Рабби не обернулся и ничего не сказал в ответ, а продолжал, медленно и равномерно переставляя ноги, идти по тёмной улице к своему дому.
Он не обернулся, потому что ему было жалко этого взволнованного, трясущегося от страха и возбуждения еврея, прибежавшего к нему с новостью, которую евреи Кобрина ждали и боялись услышать; ему было жалко евреев, трудовой, чтящий память отцов, молящийся Б-гу народ, перескакивавший с идиша на иврит и с иврита на идиш; он жалел их, видя их бедность, из которой им никогда не выбраться, жалел их, когда видел их опущенные над молитвенниками головы в синагоге, жалел их за выпавшую им долю быть людьми и евреями.
Он знал, что происходит с евреями в Польше, ему сначала писали из Варшавы родственники и знакомые, а потом письма перестали приходить, но слухи-то приходили; знал он и о том, как приходят за людьми по ночам.
Рабби знал, что во всём обвинят евреев. Когда тридцать лет назад сожгли Брест, чтобы он не достался немцам, поляки обвиняли в этом евреев; и сейчас, проходя в дневные часы по Кобрину, он слышал за спиной: «Жиды, из-за вас война!» Это говорили люди, которые прежде с уважением относились к нему и, встречая его, почтительно кланялись на улицах.

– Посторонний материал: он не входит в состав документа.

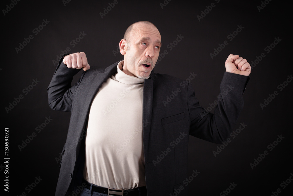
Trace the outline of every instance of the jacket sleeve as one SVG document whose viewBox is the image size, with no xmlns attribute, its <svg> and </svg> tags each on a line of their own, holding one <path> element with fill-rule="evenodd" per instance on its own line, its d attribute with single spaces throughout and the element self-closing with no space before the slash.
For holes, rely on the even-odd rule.
<svg viewBox="0 0 293 196">
<path fill-rule="evenodd" d="M 187 101 L 191 121 L 190 134 L 218 143 L 228 138 L 243 108 L 242 95 L 250 79 L 248 76 L 225 72 L 217 101 L 211 104 L 215 106 L 213 114 L 200 106 L 194 91 L 189 85 Z"/>
<path fill-rule="evenodd" d="M 71 86 L 73 76 L 81 70 L 69 68 L 63 63 L 64 55 L 59 61 L 49 86 L 47 88 L 50 107 L 54 110 L 65 112 L 71 111 L 72 99 L 75 91 L 85 72 L 74 85 Z"/>
</svg>

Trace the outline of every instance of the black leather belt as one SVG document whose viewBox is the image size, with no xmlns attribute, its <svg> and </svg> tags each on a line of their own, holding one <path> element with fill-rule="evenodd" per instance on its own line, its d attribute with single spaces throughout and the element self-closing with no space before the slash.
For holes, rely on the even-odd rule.
<svg viewBox="0 0 293 196">
<path fill-rule="evenodd" d="M 90 183 L 84 179 L 83 179 L 83 182 L 86 183 L 86 187 L 87 188 L 90 189 L 91 185 Z M 123 189 L 108 188 L 93 185 L 93 187 L 92 187 L 92 190 L 93 191 L 95 192 L 107 194 L 108 195 L 111 196 L 120 196 L 120 195 L 140 196 L 140 195 L 146 196 L 147 195 L 146 187 L 141 187 L 132 189 L 123 190 Z"/>
</svg>

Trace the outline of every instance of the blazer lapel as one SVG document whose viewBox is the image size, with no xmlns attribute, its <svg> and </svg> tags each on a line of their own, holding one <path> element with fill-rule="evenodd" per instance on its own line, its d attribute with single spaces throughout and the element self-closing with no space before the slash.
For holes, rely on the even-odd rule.
<svg viewBox="0 0 293 196">
<path fill-rule="evenodd" d="M 153 94 L 154 79 L 151 77 L 144 80 L 142 99 L 142 132 L 143 139 L 144 153 L 145 161 L 148 159 L 147 149 L 151 130 L 151 113 L 153 109 Z"/>
</svg>

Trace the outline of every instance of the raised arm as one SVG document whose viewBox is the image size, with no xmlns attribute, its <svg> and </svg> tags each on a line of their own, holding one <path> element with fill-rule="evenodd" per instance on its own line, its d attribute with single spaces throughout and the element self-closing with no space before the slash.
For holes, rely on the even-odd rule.
<svg viewBox="0 0 293 196">
<path fill-rule="evenodd" d="M 225 63 L 226 71 L 214 114 L 200 106 L 194 91 L 188 85 L 188 108 L 191 121 L 190 134 L 220 143 L 230 137 L 243 105 L 242 95 L 250 79 L 251 67 L 245 59 L 230 54 Z"/>
<path fill-rule="evenodd" d="M 71 111 L 75 90 L 85 72 L 72 86 L 71 82 L 73 76 L 82 68 L 84 71 L 90 68 L 84 52 L 66 54 L 61 58 L 47 89 L 49 105 L 51 108 L 63 111 Z"/>
</svg>

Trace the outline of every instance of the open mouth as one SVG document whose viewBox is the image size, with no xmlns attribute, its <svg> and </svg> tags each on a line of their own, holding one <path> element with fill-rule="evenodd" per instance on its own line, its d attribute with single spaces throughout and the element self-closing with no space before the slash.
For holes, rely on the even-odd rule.
<svg viewBox="0 0 293 196">
<path fill-rule="evenodd" d="M 142 66 L 146 68 L 148 68 L 151 66 L 150 65 L 148 64 L 142 64 Z"/>
</svg>

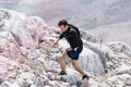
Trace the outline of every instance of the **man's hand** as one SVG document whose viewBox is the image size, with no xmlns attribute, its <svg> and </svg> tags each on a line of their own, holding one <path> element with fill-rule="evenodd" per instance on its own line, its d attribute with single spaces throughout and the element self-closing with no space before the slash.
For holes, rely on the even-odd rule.
<svg viewBox="0 0 131 87">
<path fill-rule="evenodd" d="M 72 50 L 72 48 L 71 48 L 71 47 L 67 49 L 67 51 L 71 51 L 71 50 Z"/>
<path fill-rule="evenodd" d="M 55 41 L 55 42 L 52 44 L 52 47 L 55 48 L 57 45 L 58 45 L 58 42 L 57 42 L 57 41 Z"/>
<path fill-rule="evenodd" d="M 57 41 L 55 41 L 53 44 L 52 44 L 52 47 L 55 48 L 57 45 L 58 45 L 58 41 L 59 41 L 60 39 L 58 39 Z"/>
</svg>

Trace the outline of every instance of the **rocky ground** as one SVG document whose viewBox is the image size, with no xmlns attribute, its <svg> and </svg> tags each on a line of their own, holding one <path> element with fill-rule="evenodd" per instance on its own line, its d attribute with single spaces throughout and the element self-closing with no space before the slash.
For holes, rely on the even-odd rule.
<svg viewBox="0 0 131 87">
<path fill-rule="evenodd" d="M 69 47 L 60 32 L 40 17 L 0 10 L 0 87 L 87 87 L 87 80 L 67 60 L 67 76 L 59 76 L 58 58 Z M 103 44 L 81 30 L 84 50 L 80 64 L 91 87 L 131 87 L 131 48 L 123 42 Z"/>
</svg>

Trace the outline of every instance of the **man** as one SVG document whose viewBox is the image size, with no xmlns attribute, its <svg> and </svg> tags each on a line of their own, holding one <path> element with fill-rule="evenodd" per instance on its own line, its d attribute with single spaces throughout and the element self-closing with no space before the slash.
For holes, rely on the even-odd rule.
<svg viewBox="0 0 131 87">
<path fill-rule="evenodd" d="M 67 57 L 69 57 L 71 58 L 72 65 L 82 75 L 82 78 L 88 79 L 88 76 L 84 73 L 84 71 L 82 70 L 82 67 L 80 66 L 78 62 L 79 55 L 83 50 L 83 42 L 81 40 L 81 35 L 80 35 L 79 29 L 75 26 L 68 24 L 66 20 L 61 20 L 58 23 L 58 26 L 60 30 L 62 32 L 62 34 L 60 35 L 59 39 L 53 42 L 53 47 L 62 38 L 66 38 L 68 42 L 70 44 L 70 48 L 63 51 L 59 58 L 59 62 L 61 66 L 61 72 L 59 75 L 67 75 L 66 59 Z"/>
</svg>

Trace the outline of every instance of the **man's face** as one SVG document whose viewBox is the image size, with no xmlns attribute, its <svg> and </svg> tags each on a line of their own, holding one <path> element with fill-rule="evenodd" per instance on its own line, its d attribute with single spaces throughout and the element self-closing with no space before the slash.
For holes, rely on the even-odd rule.
<svg viewBox="0 0 131 87">
<path fill-rule="evenodd" d="M 66 30 L 68 30 L 68 25 L 67 26 L 63 26 L 63 25 L 61 25 L 61 26 L 59 26 L 60 27 L 60 30 L 63 33 L 63 32 L 66 32 Z"/>
</svg>

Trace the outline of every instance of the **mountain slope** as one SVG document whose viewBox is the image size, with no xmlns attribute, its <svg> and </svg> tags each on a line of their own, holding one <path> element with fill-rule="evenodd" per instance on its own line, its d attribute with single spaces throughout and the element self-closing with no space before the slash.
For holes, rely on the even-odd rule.
<svg viewBox="0 0 131 87">
<path fill-rule="evenodd" d="M 80 65 L 90 76 L 91 87 L 131 86 L 131 48 L 123 42 L 98 44 L 81 30 L 84 50 Z M 60 32 L 40 17 L 0 9 L 0 87 L 87 87 L 86 79 L 67 60 L 67 76 L 60 76 L 59 54 L 68 48 Z"/>
</svg>

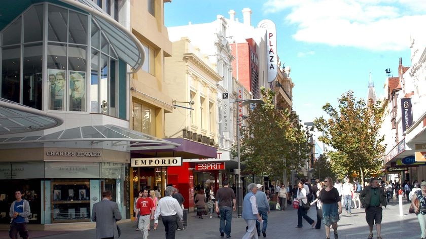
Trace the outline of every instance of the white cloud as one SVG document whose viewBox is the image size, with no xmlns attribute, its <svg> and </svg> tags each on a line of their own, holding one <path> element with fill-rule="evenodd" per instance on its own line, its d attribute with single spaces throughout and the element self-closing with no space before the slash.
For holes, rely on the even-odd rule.
<svg viewBox="0 0 426 239">
<path fill-rule="evenodd" d="M 313 51 L 309 51 L 308 52 L 299 52 L 297 53 L 297 57 L 304 57 L 306 56 L 313 55 L 314 54 L 315 54 L 315 52 L 314 52 Z"/>
<path fill-rule="evenodd" d="M 289 11 L 297 41 L 377 51 L 399 51 L 423 38 L 424 0 L 268 0 L 266 13 Z"/>
</svg>

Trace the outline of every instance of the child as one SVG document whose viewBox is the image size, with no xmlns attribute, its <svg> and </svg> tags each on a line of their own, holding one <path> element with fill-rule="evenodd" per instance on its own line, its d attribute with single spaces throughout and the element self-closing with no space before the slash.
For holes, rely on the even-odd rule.
<svg viewBox="0 0 426 239">
<path fill-rule="evenodd" d="M 213 217 L 211 216 L 211 214 L 213 213 L 213 209 L 215 208 L 215 202 L 210 197 L 208 197 L 208 202 L 207 202 L 207 209 L 210 213 L 210 218 Z"/>
</svg>

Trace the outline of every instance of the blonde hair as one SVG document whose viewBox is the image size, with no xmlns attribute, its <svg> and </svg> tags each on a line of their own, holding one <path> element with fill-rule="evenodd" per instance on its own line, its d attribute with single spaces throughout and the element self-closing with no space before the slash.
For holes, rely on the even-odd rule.
<svg viewBox="0 0 426 239">
<path fill-rule="evenodd" d="M 155 191 L 152 189 L 150 190 L 150 196 L 151 196 L 152 199 L 155 198 Z"/>
</svg>

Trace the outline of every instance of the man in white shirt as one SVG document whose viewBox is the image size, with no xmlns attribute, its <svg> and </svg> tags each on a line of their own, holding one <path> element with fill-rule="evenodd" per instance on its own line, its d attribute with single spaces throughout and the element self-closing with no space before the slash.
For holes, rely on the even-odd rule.
<svg viewBox="0 0 426 239">
<path fill-rule="evenodd" d="M 184 216 L 182 208 L 171 195 L 174 188 L 168 186 L 164 191 L 164 196 L 158 202 L 155 214 L 154 215 L 154 226 L 158 225 L 158 217 L 161 215 L 163 224 L 165 227 L 166 238 L 174 239 L 176 233 L 176 217 L 178 215 L 182 221 Z"/>
<path fill-rule="evenodd" d="M 346 182 L 342 186 L 342 194 L 343 195 L 344 202 L 343 205 L 346 208 L 346 213 L 352 214 L 352 194 L 353 191 L 353 185 L 350 183 L 349 178 L 346 179 Z"/>
</svg>

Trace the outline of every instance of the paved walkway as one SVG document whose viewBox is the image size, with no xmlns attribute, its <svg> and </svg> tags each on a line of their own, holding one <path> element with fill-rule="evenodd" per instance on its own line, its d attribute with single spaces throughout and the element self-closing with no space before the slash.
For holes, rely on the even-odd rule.
<svg viewBox="0 0 426 239">
<path fill-rule="evenodd" d="M 395 202 L 390 201 L 387 208 L 383 208 L 383 216 L 382 221 L 381 236 L 383 239 L 418 239 L 420 238 L 420 226 L 417 218 L 414 214 L 408 213 L 409 205 L 404 203 L 404 215 L 399 216 L 399 209 L 397 201 Z M 311 208 L 308 215 L 314 220 L 316 220 L 316 211 L 313 207 Z M 176 233 L 176 238 L 200 238 L 212 239 L 219 238 L 219 219 L 213 218 L 199 219 L 195 215 L 195 213 L 190 213 L 188 216 L 188 227 L 183 231 L 178 231 Z M 322 225 L 321 230 L 314 230 L 311 228 L 309 225 L 304 220 L 303 227 L 302 228 L 295 227 L 297 223 L 297 211 L 293 208 L 288 208 L 284 211 L 273 211 L 269 214 L 268 223 L 268 229 L 266 230 L 266 238 L 303 238 L 319 239 L 325 238 L 324 224 Z M 135 230 L 135 223 L 127 222 L 120 224 L 123 232 L 120 239 L 140 239 L 141 235 L 140 232 Z M 344 211 L 341 215 L 340 221 L 338 223 L 339 227 L 339 239 L 359 239 L 366 238 L 368 235 L 368 227 L 365 222 L 365 210 L 353 209 L 351 215 L 345 214 Z M 159 223 L 158 230 L 150 231 L 150 239 L 165 238 L 164 226 L 161 221 Z M 244 235 L 245 231 L 245 222 L 243 219 L 236 218 L 236 213 L 234 213 L 232 219 L 232 226 L 231 235 L 231 238 L 240 238 Z M 58 234 L 60 233 L 61 234 Z M 48 235 L 49 233 L 55 234 Z M 375 230 L 373 231 L 374 238 L 377 235 Z M 331 238 L 334 238 L 332 232 Z M 94 229 L 75 231 L 30 231 L 30 237 L 31 238 L 43 239 L 75 239 L 75 238 L 95 238 Z M 0 238 L 9 238 L 7 232 L 0 231 Z M 116 237 L 117 238 L 117 237 Z M 260 238 L 263 238 L 262 235 Z"/>
</svg>

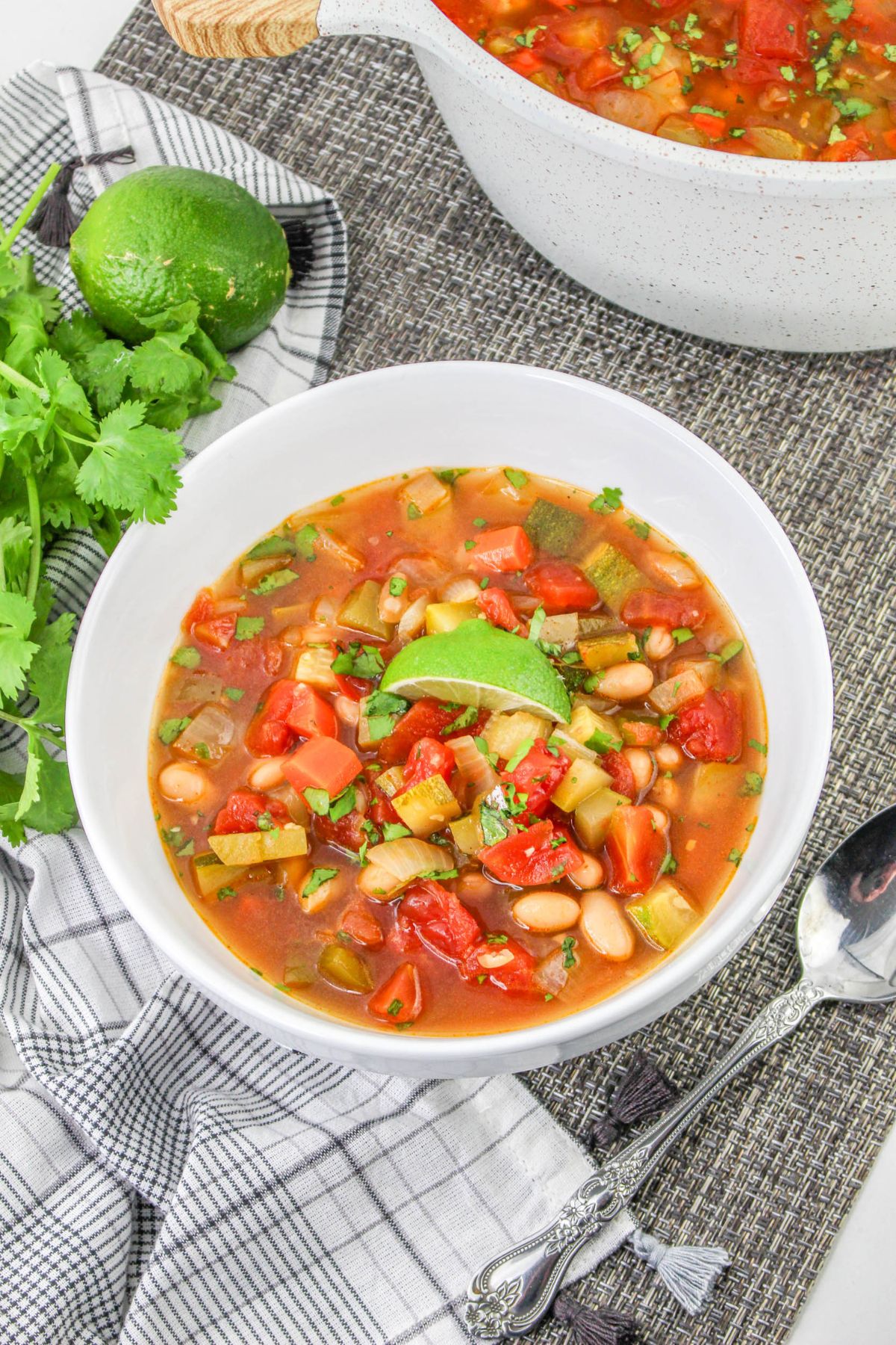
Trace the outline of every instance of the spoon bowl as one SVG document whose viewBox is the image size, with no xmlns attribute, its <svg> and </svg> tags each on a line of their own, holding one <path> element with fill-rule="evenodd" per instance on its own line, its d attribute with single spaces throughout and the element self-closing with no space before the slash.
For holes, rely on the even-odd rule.
<svg viewBox="0 0 896 1345">
<path fill-rule="evenodd" d="M 896 999 L 896 804 L 827 855 L 799 905 L 803 972 L 829 999 Z"/>
</svg>

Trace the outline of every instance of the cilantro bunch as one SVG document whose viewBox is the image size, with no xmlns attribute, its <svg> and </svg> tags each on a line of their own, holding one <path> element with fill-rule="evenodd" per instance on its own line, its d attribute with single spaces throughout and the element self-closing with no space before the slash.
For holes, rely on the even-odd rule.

Но рабби знал, что война вытаскивает из людей самое худшее, что в них есть.
Живой, тёплый, маленький, грязноватый Кобрин был его миром, круглым и вечным, над которым летали не железные птицы с бомбами, а бесплотные ангелы со свитками Торы, миром, где еврейские мужчины из поколения в поколение склонялись над столами, читая 613 заповедей, где еврейские женщины отделяли халу от теста, миром, где он, рабби, изо дня в день истово молился Б-гу и учил своих хасидов, что не отрицание нечистого мира, а его преображение через святость и радость их путь. И тогда они пели все вместе, и громкое их пение поднималось к потолку синагоги и выше, выше, в небо, где его с улыбками на седобородых лицах слушали прапрадед, и прадед, и дед, и отец рабби в окружении сотен цадиков.
Окружили нас со всех сторон, теснят нас, грозят нам в нашей слабости, в нашем бессилии.
«Господи, народ твой сирота без Тебя среди зверей сих. Не оставь народ Твой».
Раньше вестниками будущего к рабби Моисею Аарону прилетали птицы, прибегали звери или появлялись кометы на небе, а теперь приехали двое в касках на мотоцикле.